Mientras el exalcalde de Bucaramanga, Jaime Andrés Beltrán, fue anunciado para integrar el gabinete de De la Espriella, el proceso penal y fiscal avanzan en su contra por el presunto robo de más de 70 toneladas de chatarra que pertenecía al municipio. Sin embargo, la investigación ha tenido varios tropiezos que apuntan a una estrategia para frenarla. El auditor de la Contraloría que investigó el caso fue despedido este año y ha sido blanco de múltiples amenazas en los últimos meses; el subcontralor de la ciudad que debe emitir un fallo ha sido recusado y hostigado judicialmente por el abogado del exalcalde, y el principal testigo del caso fue blanco de presuntos montajes por parte de esa misma defensa para desprestigiarlo.
Por: Sebastián Forero Rueda
El auditor José Luis Calderón fue hasta enero de este año un meticuloso investigador de la Contraloría en Bucaramanga. Llevaba más de cuatro años fiscalizando al poder público de la ciudad en diversos casos de presunta corrupción que afectaban las finanzas públicas. Entre esos, lideró la investigación que hoy tiene contra las cuerdas al exalcalde de esa ciudad y ahora designado ministro de Vivienda del nuevo Gobierno, Jaime Andrés Beltrán. Se trata del caso por la desaparición irregular de más de 70 toneladas de chatarra de alumbrado público de Bucaramanga, que salieron de bodegas municipales y que según testimonios y documentos del expediente conocidos por RAYA, presuntamente se dio para favorecer al cuñado de Beltrán. Calderón, repentinamente, fue declarado insubsistente en enero pasado en medio de la investigación fiscal que avanzaba, a pesar de tener fuero de estabilidad laboral.

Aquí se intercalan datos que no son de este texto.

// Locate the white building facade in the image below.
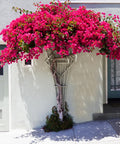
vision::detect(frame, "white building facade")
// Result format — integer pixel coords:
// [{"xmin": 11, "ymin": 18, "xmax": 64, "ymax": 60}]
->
[{"xmin": 0, "ymin": 0, "xmax": 120, "ymax": 131}]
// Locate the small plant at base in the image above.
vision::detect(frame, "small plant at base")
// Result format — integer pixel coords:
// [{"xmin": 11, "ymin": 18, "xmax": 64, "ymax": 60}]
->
[{"xmin": 43, "ymin": 103, "xmax": 73, "ymax": 132}]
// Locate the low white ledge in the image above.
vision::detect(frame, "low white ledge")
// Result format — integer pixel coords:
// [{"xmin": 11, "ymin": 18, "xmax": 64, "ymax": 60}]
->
[{"xmin": 61, "ymin": 0, "xmax": 120, "ymax": 4}]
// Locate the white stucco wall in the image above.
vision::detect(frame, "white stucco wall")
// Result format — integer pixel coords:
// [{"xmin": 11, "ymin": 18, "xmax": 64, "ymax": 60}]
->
[
  {"xmin": 66, "ymin": 52, "xmax": 103, "ymax": 123},
  {"xmin": 0, "ymin": 0, "xmax": 120, "ymax": 129},
  {"xmin": 10, "ymin": 53, "xmax": 56, "ymax": 129}
]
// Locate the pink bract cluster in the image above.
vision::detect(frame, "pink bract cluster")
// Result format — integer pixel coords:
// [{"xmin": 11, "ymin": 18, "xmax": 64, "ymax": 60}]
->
[{"xmin": 0, "ymin": 2, "xmax": 120, "ymax": 65}]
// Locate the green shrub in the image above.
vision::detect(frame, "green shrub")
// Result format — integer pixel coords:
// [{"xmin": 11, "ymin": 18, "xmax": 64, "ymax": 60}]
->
[{"xmin": 43, "ymin": 103, "xmax": 73, "ymax": 132}]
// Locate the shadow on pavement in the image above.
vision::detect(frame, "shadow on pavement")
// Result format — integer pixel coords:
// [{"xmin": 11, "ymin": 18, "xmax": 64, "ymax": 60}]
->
[{"xmin": 14, "ymin": 121, "xmax": 118, "ymax": 144}]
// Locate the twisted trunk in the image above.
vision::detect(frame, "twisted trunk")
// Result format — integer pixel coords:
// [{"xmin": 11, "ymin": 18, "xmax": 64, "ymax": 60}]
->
[{"xmin": 50, "ymin": 63, "xmax": 64, "ymax": 121}]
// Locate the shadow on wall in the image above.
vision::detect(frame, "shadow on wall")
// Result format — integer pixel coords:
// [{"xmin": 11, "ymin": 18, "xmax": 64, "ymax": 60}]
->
[
  {"xmin": 66, "ymin": 52, "xmax": 103, "ymax": 123},
  {"xmin": 17, "ymin": 54, "xmax": 56, "ymax": 128},
  {"xmin": 12, "ymin": 50, "xmax": 103, "ymax": 128}
]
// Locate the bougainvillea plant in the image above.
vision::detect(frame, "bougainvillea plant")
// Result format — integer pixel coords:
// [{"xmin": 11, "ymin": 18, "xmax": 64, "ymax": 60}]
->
[{"xmin": 0, "ymin": 1, "xmax": 120, "ymax": 123}]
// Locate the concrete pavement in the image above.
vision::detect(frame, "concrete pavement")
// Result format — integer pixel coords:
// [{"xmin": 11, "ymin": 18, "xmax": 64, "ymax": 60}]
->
[{"xmin": 0, "ymin": 119, "xmax": 120, "ymax": 144}]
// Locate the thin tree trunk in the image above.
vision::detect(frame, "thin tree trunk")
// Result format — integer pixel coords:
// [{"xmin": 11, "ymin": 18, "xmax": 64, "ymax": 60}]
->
[{"xmin": 50, "ymin": 63, "xmax": 64, "ymax": 121}]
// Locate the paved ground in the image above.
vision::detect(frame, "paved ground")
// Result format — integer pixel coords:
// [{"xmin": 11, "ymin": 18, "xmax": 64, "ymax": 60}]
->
[{"xmin": 0, "ymin": 119, "xmax": 120, "ymax": 144}]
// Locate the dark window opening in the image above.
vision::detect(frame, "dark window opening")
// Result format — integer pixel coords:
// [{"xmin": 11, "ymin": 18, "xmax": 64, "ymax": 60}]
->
[{"xmin": 25, "ymin": 60, "xmax": 31, "ymax": 65}]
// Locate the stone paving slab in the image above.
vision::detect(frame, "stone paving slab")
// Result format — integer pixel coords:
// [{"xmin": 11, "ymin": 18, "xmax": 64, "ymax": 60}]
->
[
  {"xmin": 73, "ymin": 121, "xmax": 117, "ymax": 141},
  {"xmin": 108, "ymin": 119, "xmax": 120, "ymax": 136},
  {"xmin": 0, "ymin": 120, "xmax": 120, "ymax": 144}
]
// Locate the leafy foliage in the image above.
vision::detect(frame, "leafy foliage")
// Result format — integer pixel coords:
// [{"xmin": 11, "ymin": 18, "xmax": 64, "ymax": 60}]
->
[
  {"xmin": 0, "ymin": 1, "xmax": 120, "ymax": 65},
  {"xmin": 43, "ymin": 102, "xmax": 73, "ymax": 132}
]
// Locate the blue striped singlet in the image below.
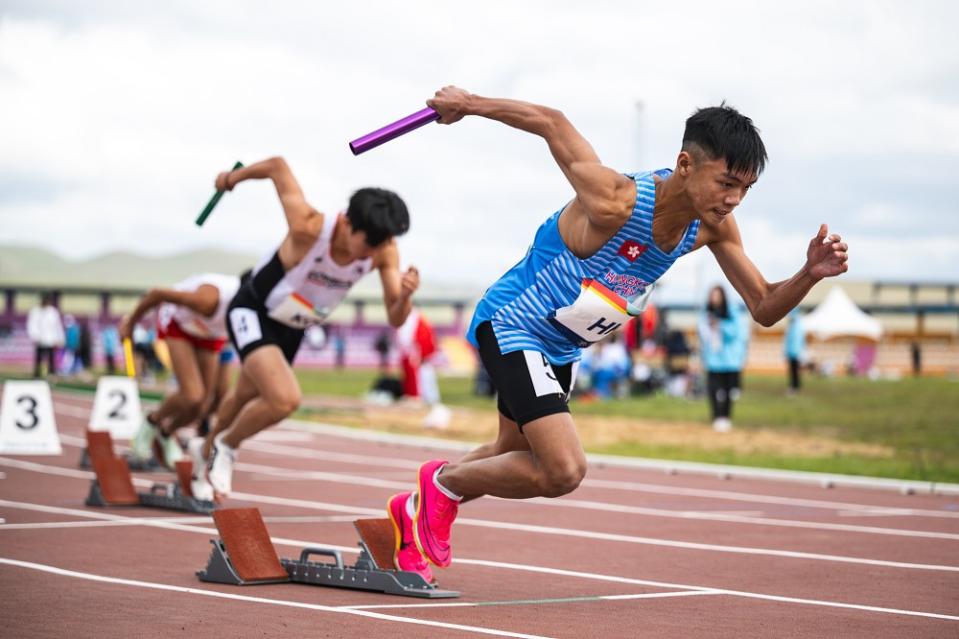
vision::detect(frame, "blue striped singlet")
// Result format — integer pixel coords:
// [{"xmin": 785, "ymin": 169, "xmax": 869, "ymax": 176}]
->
[{"xmin": 466, "ymin": 169, "xmax": 699, "ymax": 366}]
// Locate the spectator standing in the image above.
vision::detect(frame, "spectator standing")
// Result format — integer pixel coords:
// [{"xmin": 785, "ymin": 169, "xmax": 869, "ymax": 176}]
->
[
  {"xmin": 698, "ymin": 286, "xmax": 743, "ymax": 433},
  {"xmin": 100, "ymin": 324, "xmax": 120, "ymax": 375},
  {"xmin": 27, "ymin": 293, "xmax": 65, "ymax": 379},
  {"xmin": 783, "ymin": 307, "xmax": 806, "ymax": 395}
]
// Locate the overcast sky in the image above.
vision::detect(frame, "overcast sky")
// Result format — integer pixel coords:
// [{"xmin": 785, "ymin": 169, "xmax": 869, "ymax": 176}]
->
[{"xmin": 0, "ymin": 0, "xmax": 959, "ymax": 300}]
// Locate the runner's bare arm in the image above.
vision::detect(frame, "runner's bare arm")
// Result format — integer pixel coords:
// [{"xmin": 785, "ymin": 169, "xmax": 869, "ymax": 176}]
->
[
  {"xmin": 707, "ymin": 217, "xmax": 849, "ymax": 327},
  {"xmin": 118, "ymin": 284, "xmax": 220, "ymax": 339},
  {"xmin": 427, "ymin": 87, "xmax": 636, "ymax": 229},
  {"xmin": 375, "ymin": 240, "xmax": 420, "ymax": 327},
  {"xmin": 216, "ymin": 157, "xmax": 323, "ymax": 244}
]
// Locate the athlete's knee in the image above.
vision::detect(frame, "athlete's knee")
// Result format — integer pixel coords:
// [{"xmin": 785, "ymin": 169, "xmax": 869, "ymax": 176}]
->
[
  {"xmin": 542, "ymin": 459, "xmax": 586, "ymax": 497},
  {"xmin": 183, "ymin": 388, "xmax": 206, "ymax": 417},
  {"xmin": 270, "ymin": 388, "xmax": 303, "ymax": 416}
]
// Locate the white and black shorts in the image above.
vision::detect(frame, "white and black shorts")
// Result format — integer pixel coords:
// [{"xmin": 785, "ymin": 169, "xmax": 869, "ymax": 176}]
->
[
  {"xmin": 226, "ymin": 281, "xmax": 303, "ymax": 364},
  {"xmin": 476, "ymin": 322, "xmax": 578, "ymax": 429}
]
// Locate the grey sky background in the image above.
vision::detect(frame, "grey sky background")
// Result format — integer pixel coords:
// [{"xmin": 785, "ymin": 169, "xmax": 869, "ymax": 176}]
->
[{"xmin": 0, "ymin": 0, "xmax": 959, "ymax": 301}]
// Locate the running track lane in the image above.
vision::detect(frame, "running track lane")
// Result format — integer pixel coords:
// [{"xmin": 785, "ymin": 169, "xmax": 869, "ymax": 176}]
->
[{"xmin": 0, "ymin": 394, "xmax": 959, "ymax": 637}]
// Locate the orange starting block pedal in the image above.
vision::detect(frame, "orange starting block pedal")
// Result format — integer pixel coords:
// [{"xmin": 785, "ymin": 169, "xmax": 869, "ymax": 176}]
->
[
  {"xmin": 196, "ymin": 508, "xmax": 460, "ymax": 599},
  {"xmin": 86, "ymin": 430, "xmax": 216, "ymax": 515},
  {"xmin": 79, "ymin": 429, "xmax": 166, "ymax": 472}
]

Desde entonces, ha recibido amenazas y hoy teme por su vida.
En noviembre de 2024, como líder del equipo auditor, Calderon firmó el informe final que detonó el escándalo que involucró al entonces alcalde Beltrán. La investigación documentó la desaparición de más de 27.000 luminarias, 760 postes, 431 reflectores, más de 10.000 brazos metálicos y un transformador, elementos que se convirtieron en años anteriores en chatarra luego de ser reemplazados del sistema de alumbrado público de Bucaramanga. No se trataba de basura abandonada, sino de bienes públicos que permanecían bajo custodia de la alcaldía. En ese informe, la Contraloría cuantificó el detrimento patrimonial para la ciudad en más de 23 mil millones de pesos.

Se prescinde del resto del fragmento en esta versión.